First of all I would highly recommend you consulting some text in calculus of variations. Some recommendations (in no particular order):
- Weinstock, Calculus of Variations with Applications to Physics and Engineering is a classic, small book. Available now through Dover for cheap.
- Gelfand and Fomin, Calculus of Variations is also available now through Dover publications.
- Jost and Li-Jost, Calculus of Variations from Cambridge University Press
Part (b) of your question was already resolved in the comments: the short of the matter is that by considering the functional on the choice of function space, we have restricted ourselves to a domain over which the functional is well-defined. (For example, over the space $H^1_0(\Omega)$ we have that by definition an element $u\in H^1_0(\Omega)$ satisfies $\int_\Omega |\nabla u(x)|^2\mathrm{d}x < \infty$.)
For part (a), the answer is that it is a bit like taking anti-derivatives: you develop some rules based on the reverse operation of finding Euler-Lagrange Equations. Let me elaborate a bit more.
Given a functional $S: H \to \mathbb{R}$ on some Banach space $H$, we are often interested in critical points of $S$ (physically this corresponds to Fermat's principle of least time or the principle of least action; in mathematics we are also interested in area minimizing surfaces or length minimizing curves). In all of those cases, we do what we do in freshman calculus: the critical point is where the derivative of $S$ vanishes.

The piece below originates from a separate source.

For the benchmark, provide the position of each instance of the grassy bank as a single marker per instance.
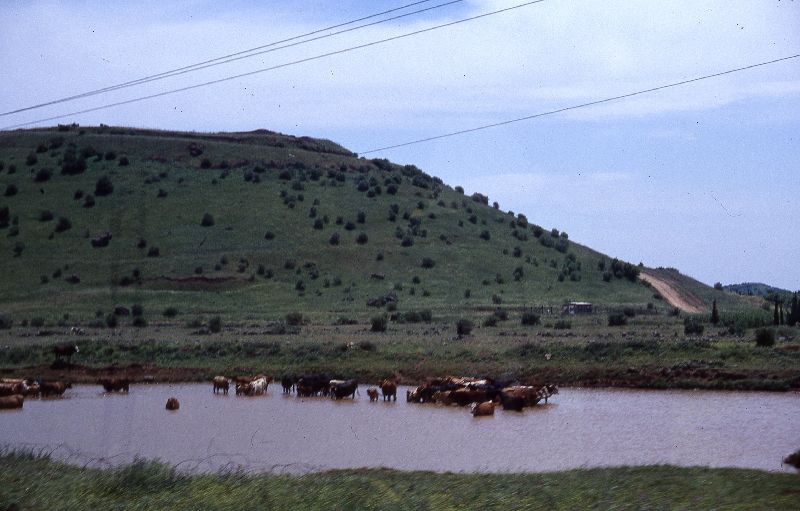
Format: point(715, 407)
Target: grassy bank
point(28, 482)
point(651, 351)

Now, let $H$ be a space of functions defined on some domain $\Omega$ vanishing on the boundary $\partial\Omega$, and let the functional
$$ S[u] = \int_{\Omega} \mathcal{S(x,u,\nabla u)} \mathrm{d}x $$
for some function $\mathcal{S}$. By definition of the derivative, we want that for any function $v\in H$,
$$ S'[u]\cdot v = \lim_{t\to 0} \frac{S[u+tv] - S[u]}{t} = 0 $$
Doing a Taylor expansion on $S$ we have that
$$ \mathcal{S}(x,u+tv, \partial u + t \nabla v) = \mathcal{S}(x,u,\nabla u) + \left(\frac{\partial}{\partial u}\mathcal{S}\right)(x,u,\nabla u) \cdot tv + \left(\frac{\partial}{\partial \nabla u}\mathcal{S}\right)(x,u,\nabla u)\cdot t\nabla v + O(t^2)$$
which gives
$$S'[u]\cdot v = \int_\Omega \frac{\partial\mathcal{S}}{\partial u} v + \frac{\partial\mathcal{S}}{\partial\nabla u}\cdot \nabla v \mathrm{d}x $$
Integrating the last term by parts we get
$$ S'[u] \cdot v = \int_\Omega \left( \frac{\partial\mathcal{S}}{\partial u} - \nabla\cdot \frac{\partial \mathcal{S}}{\partial \nabla u}\right) v \mathrm{d}x $$
Since $S'[u]\cdot v = 0$ is supposed to hold for all $v\in H$ (when $u$ is a critical point), this requires that
$$ \frac{\partial\mathcal{S}}{\partial u}(x,u,\nabla u) - \nabla\cdot \left(\frac{\partial \mathcal{S}}{\partial \nabla u}(x,u,\nabla u)\right) = 0$$
The above expression is known as the Euler-Lagrange Equation associated to the functional $S$.
You see that in some sense, what you have done in computing the Euler Lagrange equation is computed the "gradient" of the functional $S$. And so, what you asked in part (a), that of finding an energy functional given an equation, is the opposite of this process, and hence very similar to finding the "antiderivative" of the equation.
The way to do this is by learning about rules which you can derive by inference after having done some of these computations. Many of these rules have direct analogue in calculus. Some examples:
- If $\mathcal{S}$ contains a term $|u|^p$, where $p \geq 2$, then the Euler Lagrange equation contains a term $p |u|^{p-2} u$.
- If $\mathcal{S}$ contains a term $|\nabla u|^2$, then the Euler Lagrange equation contains a term $-2 \triangle u$.
- If $\mathcal{S}$ contains a term $F(u)$, where $F$ is a real/complex valued functions of one variable, then the Euler Lagrange equation contains a term $F'(u)$.
- If $\mathcal{S}$ contains a term $V \cdot u$, then the Euler Lagrange equation contains a term $V$.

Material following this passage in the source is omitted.